Key details & numbers

  • Platforms impacted: ChatGPT, Microsoft Copilot Studio, Cursor (with Jira MCP), Salesforce Einstein, Google Gemini, Microsoft Copilot.

  • Attack vectors: Hidden prompts in CRM records, Jira tickets, calendar invites and tiny white‑text documents; exploits require zero or one user click.

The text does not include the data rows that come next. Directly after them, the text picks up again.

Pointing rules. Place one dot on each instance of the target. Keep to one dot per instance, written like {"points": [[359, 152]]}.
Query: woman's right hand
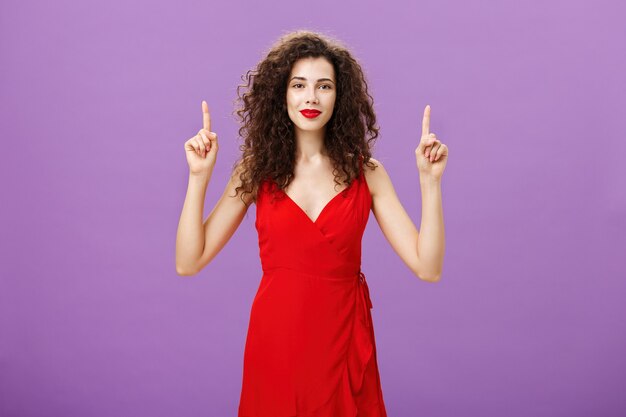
{"points": [[201, 150]]}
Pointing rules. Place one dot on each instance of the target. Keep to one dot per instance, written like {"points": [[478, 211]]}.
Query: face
{"points": [[311, 86]]}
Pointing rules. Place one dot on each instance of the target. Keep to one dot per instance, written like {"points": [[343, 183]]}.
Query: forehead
{"points": [[313, 68]]}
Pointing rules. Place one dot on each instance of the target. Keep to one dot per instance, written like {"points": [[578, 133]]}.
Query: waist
{"points": [[346, 272]]}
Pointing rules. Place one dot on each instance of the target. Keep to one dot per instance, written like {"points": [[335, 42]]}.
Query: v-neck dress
{"points": [[310, 349]]}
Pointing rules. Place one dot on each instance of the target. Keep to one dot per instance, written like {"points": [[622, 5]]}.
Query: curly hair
{"points": [[269, 146]]}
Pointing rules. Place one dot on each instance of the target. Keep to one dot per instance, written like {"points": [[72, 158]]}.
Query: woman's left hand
{"points": [[431, 154]]}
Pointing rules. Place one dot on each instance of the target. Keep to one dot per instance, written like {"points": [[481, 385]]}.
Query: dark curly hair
{"points": [[269, 146]]}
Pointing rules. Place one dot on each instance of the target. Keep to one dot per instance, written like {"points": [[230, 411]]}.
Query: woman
{"points": [[308, 124]]}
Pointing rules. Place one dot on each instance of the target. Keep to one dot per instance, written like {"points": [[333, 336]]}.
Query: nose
{"points": [[311, 98]]}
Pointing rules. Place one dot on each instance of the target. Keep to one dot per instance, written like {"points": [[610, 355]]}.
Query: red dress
{"points": [[310, 349]]}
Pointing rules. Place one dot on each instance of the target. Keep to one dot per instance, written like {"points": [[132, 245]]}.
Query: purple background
{"points": [[98, 98]]}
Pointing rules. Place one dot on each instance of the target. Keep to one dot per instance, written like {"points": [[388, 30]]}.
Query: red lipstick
{"points": [[310, 113]]}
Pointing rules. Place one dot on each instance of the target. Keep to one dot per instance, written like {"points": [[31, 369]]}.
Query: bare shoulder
{"points": [[376, 177]]}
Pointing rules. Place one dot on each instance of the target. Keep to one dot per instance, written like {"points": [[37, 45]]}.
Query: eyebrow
{"points": [[319, 79]]}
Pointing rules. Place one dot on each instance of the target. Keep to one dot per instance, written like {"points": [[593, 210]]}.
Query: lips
{"points": [[310, 114]]}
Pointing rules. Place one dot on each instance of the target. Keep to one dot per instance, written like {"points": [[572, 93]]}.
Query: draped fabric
{"points": [[310, 348]]}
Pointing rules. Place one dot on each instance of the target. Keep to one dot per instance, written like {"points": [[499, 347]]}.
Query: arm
{"points": [[197, 243], [421, 252]]}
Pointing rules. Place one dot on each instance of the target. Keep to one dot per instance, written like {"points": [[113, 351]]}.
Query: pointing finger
{"points": [[206, 117], [426, 121]]}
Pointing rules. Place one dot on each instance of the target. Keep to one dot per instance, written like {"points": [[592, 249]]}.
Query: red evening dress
{"points": [[310, 349]]}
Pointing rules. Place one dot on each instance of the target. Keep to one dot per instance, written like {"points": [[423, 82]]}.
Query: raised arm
{"points": [[422, 251], [198, 242]]}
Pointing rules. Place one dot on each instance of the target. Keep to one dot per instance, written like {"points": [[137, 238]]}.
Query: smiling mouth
{"points": [[310, 114]]}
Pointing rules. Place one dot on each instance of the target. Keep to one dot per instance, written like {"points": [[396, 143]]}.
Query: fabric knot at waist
{"points": [[365, 298]]}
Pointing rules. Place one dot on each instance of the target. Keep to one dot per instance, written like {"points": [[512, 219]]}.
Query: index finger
{"points": [[426, 121], [206, 117]]}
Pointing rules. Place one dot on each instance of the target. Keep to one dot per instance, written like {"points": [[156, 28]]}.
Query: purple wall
{"points": [[98, 98]]}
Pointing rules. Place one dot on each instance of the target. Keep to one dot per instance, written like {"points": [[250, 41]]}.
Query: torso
{"points": [[313, 187]]}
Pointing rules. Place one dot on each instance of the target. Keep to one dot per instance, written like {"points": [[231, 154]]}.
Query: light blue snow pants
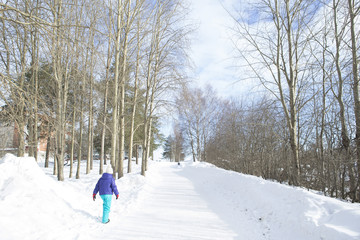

  • Demonstrated outcomes: Redirected contact emails to attacker domains; stolen API keys and credentials; data exfiltration via images.

  • Response: Salesforce patched the Einstein exploit on July 11 after Zenity’s disclosure; Microsoft and OpenAI are investigating but have not promised a timeline for hardening their platforms.

Community reaction

  • On r/MachineLearning, users called the demo “terrifying” and urged companies to disable integrations until proper safeguards exist.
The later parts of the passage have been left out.